President George Vella has pushed back against social media criticism about his recent stance against a proposed development in his hometown, saying his calls for environmental sensitivity date back to the late 1970s. 

He was backed by Archbishop Charles Scicluna who in a tweet said that he joined the President in his heartfelt appeal for all and sundry to stop the uglification of our islands. "Beauty is the result of harmony and respect. It has a value that is not measurable in price.

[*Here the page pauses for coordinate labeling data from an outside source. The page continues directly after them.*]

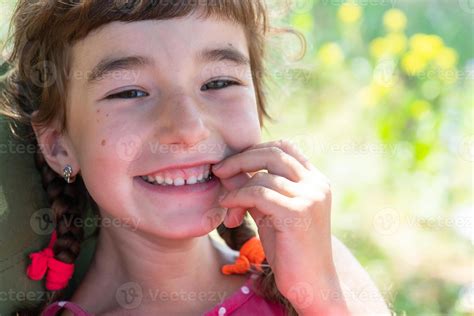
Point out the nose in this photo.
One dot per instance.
(181, 121)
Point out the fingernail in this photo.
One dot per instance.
(222, 196)
(217, 166)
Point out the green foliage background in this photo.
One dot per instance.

It is the best tribute to the human spirit," he wrote.

In a defensively-worded statement that included a document listing various speeches the president had made in favour of the environment, Vella reiterated that his concern that existing planning policies were inadequate in practice and desperately require revision. 

“However good and academically justified such rules and regulations appear on the statute book, the end result is dreadful for anyone, even the common man in the street, to see,” the president said. 

“The appeal was, and still is, for the responsible authorities to have a good critical look at the end results of their planning and permit policies,” he added. 

Writing in his personal capacity on Facebook last Saturday, Vella had expressed dismay at plans to build a five-storey apartment block in Żejtun’s historic centre and urged the Planning Authority to reconsider its decision. 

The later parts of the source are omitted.